Ed Johnson

No. 99, 92
- Position:: Defensive tackle

Personal information
- Born:: December 18, 1983 (age 41) Detroit, Michigan, U.S.
- Height:: 6 ft 2 in (1.88 m)
- Weight:: 296 lb (134 kg)

Career information
- College:: Penn State
- Undrafted:: 2007

Career history
- Indianapolis Colts (2007–2009); Carolina Panthers (2010);

Career highlights and awards
- PFW / PFWA All-Rookie Team (2007);

Career NFL statistics
- Total tackles:: 81
- Sacks:: 1.0
- Forced fumbles:: 1
- Interceptions:: 1
- Stats at Pro Football Reference

= Ed Johnson (American football) =

American football player (born 1983)

Edward Andre Johnson (born December 18, 1983) is an American former professional football player who was a defensive tackle in the National Football League (NFL). He was signed by the Indianapolis Colts as undrafted free agent in 2007. He played college football for the Penn State Nittany Lions.

==Early life==
Johnson was a multi-sport star at Crockett Technical High School in Detroit, playing football, basketball and track and field. He won the class B state championship in the 100m and 200m dash in both 1997 and 1998.

==Professional career==
===Indianapolis Colts===
Johnson had an immediate impact in his NFL debut, registering 3 solo tackles in the Colt's Week 1 victory over the New Orleans Saints in relief of the injured Anthony McFarland. He would lead Colts linemen in tackles in 2007 with 72, including a season-high 9 tackles in the Colts' AFC Divisional Playoff loss to the San Diego Chargers. He finished the season ranked in the top 20 in tackles among NFL rookies.

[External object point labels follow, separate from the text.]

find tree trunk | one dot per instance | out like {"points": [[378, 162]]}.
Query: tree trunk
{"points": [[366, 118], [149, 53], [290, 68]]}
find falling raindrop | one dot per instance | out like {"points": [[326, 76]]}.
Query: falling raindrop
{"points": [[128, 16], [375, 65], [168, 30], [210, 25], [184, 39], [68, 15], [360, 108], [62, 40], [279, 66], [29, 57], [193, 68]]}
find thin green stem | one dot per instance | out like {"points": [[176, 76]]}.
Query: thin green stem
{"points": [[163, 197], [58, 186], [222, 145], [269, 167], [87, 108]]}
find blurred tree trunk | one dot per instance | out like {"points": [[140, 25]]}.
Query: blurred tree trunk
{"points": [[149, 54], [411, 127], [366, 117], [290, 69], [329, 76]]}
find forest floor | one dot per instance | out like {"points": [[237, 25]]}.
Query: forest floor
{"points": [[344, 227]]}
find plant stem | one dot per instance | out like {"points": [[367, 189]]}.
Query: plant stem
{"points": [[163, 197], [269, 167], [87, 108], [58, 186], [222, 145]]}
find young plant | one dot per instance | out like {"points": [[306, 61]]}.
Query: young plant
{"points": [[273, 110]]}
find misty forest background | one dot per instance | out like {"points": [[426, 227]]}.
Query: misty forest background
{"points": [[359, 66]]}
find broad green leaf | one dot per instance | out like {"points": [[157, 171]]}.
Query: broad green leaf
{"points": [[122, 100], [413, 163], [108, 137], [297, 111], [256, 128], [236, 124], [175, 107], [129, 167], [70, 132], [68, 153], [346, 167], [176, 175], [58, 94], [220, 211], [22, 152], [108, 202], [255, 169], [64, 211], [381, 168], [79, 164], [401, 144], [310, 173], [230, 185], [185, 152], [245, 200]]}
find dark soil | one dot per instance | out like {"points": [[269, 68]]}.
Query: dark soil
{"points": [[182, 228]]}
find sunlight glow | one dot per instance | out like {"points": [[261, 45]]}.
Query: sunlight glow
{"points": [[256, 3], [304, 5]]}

The only defensive lineman to start all 16 games for the Colts in 2007, Johnson received the Thomas W. Moses Sr./Noble Max Award, given annually by Indianapolis media to a player "who has overcome adversity in his career, or whose on-field accomplishments exceeded normal expectations."

On September 10, 2008, it was reported that Johnson had been stopped by Hamilton County, Indiana police on I-465 for speeding and was also found to have marijuana in his possession. He was arrested and released after posting bond. After a brief internal investigation, the Colts cut Johnson from the team less than 24 hours later.

On May 5, 2009, Johnson was re-signed by the Colts, with new head coach Jim Caldwell saying that they would give him a second chance, hoping that he learned from his mistakes.

On October 13, 2009, Johnson was waived by the Colts for the second time. At the press conference announcing the move, Caldwell said that the decision was based more on "production than anything else."

=== Carolina Panthers ===
On February 16, 2010, Johnson signed with the Carolina Panthers.